Authors of the paper are: Ravishankar Borgaonkar and Andrew Martin (University of Oxford); Shinjo Park, Alatf Shaik, and Jean-Pierre Seifert (TU Berlin).
White-Stingray: Evaluating IMSI Catchers Detection Applications
IMSI CATCHERS, aka fake base station threats, have recently become a real concern. Currently, there are a few freely available tools to detect such threats, most of which are Android apps that warn users when they are connected to a fake cellular base station.
The authors present their evaluation of these Android apps and test how resilient they are against various attacking techniques. Such an evaluation is important for not only measuring the available defence against IMSI catcher attacks but also in identifying gaps to build effective solutions.
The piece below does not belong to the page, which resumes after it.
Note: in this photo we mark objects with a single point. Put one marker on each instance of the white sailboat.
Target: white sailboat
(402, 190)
The authors have developed White-Stingray, a systematic framework with various attacking capabilities in 2G and 3G networks, and used for the study. The results of five popular Android apps are worrisome: none of these apps are resistant against basic privacy identifier catching techniques. Based on the results, the authors identify limitation of these apps and propose remedies for improving the current state of IMSI catchers detection on mobile devices.
The paper complements on-going work by the University of Oxford on release 2 of the enabler "Security Indicator" for 5G networks. This is one a set of enablers developed within 5G-ENSURE.